Я, не простясь с Михайловым, взял извозчика и отправился в больницу Всех скорбящих. Меня к больному не пустили, потому что он был в припадке бешенства. На другой день я его увидел, и если б не сказал мне смотритель, что № такой-то — художник N. N., то сам бы я никогда его не узнал. Так страшно изменило его безумие. Он меня, разумеется, тоже не узнал. Принял меня за какого-то римлянина с рисунка Пинелли. Захохотал и отошел от решетчатых дверей.
Боже мой, какое грустное явление — обезображенный безумием человек! Я не мог и несколько минут пробыть зрителем этого печального образа. Простился с смотрителем и возвратился в город. Но несчастный друг мой не давал мне нигде покоя. Ни в Академии, ни в Эрмитаже, ни в театре, словом, нигде. Его страшный образ везде преследовал меня. И только ежедневное посещение больницы Всех скорбящих мало-помалу уничтожило первое ужасное впечатление.
Бешенство его с каждым днем становилось слабее и слабее. Зато и силы физические быстро исчезали. Наконец, он уже не мог подняться с кровати, и я свободно мог входить к нему в комнату. По временам он как будто приходил в себя, но все еще меня не узнавал. Однажды я приехал поутру рано. Утренние часы были для него легче. Застал я его совершенно спокойного, но так слабого, что он не мог рукою пошевелить. Долго он смотрел на меня, как будто что-то припоминая. После долгого задумчивого, умного взгляда он едва слышно произнес мое имя. И слезы ручьями хлынули из его просветлевших очей. Тихий плач перешел в рыдание, в такое душу терзающее рыдание, что я и не видел, и дай Господи не видеть никогда так страшно рыдающего человека.

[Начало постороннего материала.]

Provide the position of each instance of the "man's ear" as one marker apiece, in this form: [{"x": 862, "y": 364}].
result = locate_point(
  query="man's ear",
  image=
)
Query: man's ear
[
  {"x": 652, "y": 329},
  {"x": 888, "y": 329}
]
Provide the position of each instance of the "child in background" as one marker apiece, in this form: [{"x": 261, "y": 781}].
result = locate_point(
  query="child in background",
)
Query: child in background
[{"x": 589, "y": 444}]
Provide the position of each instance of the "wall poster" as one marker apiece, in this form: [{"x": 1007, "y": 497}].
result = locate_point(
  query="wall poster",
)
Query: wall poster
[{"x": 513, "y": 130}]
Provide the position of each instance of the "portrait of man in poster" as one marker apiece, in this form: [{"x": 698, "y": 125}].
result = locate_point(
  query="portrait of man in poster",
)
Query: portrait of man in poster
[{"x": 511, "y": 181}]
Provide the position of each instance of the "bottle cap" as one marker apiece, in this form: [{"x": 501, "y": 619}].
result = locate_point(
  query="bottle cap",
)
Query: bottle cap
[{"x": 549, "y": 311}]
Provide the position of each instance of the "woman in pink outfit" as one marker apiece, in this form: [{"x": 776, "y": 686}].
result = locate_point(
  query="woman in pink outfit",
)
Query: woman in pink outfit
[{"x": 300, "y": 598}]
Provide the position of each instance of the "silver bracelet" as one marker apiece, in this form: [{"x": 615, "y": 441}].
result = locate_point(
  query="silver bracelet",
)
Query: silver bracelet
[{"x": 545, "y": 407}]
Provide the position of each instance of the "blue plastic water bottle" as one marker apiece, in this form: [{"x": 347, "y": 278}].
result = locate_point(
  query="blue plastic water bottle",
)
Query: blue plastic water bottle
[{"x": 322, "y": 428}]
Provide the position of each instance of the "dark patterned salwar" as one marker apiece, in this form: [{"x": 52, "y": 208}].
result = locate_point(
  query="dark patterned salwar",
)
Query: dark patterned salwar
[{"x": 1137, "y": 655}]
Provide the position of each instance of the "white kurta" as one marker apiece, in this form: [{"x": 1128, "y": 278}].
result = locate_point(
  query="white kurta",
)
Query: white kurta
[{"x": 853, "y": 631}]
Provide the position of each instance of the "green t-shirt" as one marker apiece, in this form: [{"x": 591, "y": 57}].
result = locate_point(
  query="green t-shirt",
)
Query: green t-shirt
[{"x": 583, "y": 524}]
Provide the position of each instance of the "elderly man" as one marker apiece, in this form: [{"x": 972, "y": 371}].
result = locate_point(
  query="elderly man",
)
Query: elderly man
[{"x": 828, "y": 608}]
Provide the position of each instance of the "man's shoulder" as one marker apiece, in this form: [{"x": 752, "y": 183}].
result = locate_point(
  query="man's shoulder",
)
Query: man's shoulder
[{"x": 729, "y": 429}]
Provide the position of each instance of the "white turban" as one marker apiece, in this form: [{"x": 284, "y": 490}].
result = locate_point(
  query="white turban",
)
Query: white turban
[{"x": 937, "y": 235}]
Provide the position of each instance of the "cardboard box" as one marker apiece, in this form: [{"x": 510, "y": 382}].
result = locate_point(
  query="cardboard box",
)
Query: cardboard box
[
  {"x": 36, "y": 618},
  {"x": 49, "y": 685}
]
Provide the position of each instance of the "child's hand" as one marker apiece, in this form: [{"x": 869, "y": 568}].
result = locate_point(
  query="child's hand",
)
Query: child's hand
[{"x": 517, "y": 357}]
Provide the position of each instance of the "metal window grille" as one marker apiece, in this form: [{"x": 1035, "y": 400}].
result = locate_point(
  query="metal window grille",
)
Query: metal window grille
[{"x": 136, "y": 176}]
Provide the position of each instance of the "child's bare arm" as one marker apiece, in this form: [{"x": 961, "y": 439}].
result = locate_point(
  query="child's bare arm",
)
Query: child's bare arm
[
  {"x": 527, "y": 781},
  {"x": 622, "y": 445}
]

Я хотел его оставить, но он знаками остановил меня. Я остался. Он протянул руку; я взял его за руку и сел около него. Рыдания мало-помалу утихли, катилися одни крупные слезы из-под опущенных ресниц. Еще несколько минут, и он совершенно успокоился и задремал. Я потихоньку освободил свою руку и вышел из комнаты в полной надежде на его выздоровление. На другой день, также рано поутру, приезжаю я в больницу и спрашиваю попавшегося мне навстречу его сторожа: «Каков мой больной?» И сторож мне ответил: «Больной ваш, ваше благородие, уже в покойницкой. Вчера как уснул поутру, так и не проснулся».
После похорон я оставался несколько дней в Петербурге, сам не знаю для чего. В один из этих дней встретился мне Михайлов. После рассказа о том, как он провожал вчера мичмана в Николаев и как они кутнули на Средней рогатке, речь зашла о покойнике, о его вдове и, наконец, о его неоконченной «Мадонне». Я просил Михайлова проводить меня на квартиру вдовы, на что он охотно согласился, потому что ему самому хотелося еще раз посмотреть на неоконченную «Мадонну». В квартире покойника мы ничего не встретили, что бы свидетельствовало о пребывании здесь когда-то художника, окроме палитры с засохшими красками, которая теперь заменяла разбитое стекло. Я спросил о «Мадонне». Хозяйка не поняла меня. Михайлов растолковал ей, чтобы она показала нам ту картину, которую когда-то смотрел он у них. Она ввела нас в другую комнату, и мы увидели «Мадонну», служившею заплатой старым ширмам. Я предложил ей десять рублей за картину. Она охотно согласилась. Я свернул в трубку свое драгоценное приобретение, и мы оставили утешенную десятью рублями вдову.
На другой день я простился с моими знакомыми и, кажется, навсегда оставил Северную Пальмиру. Незабвенный Карл Великий уже умирал в Риме.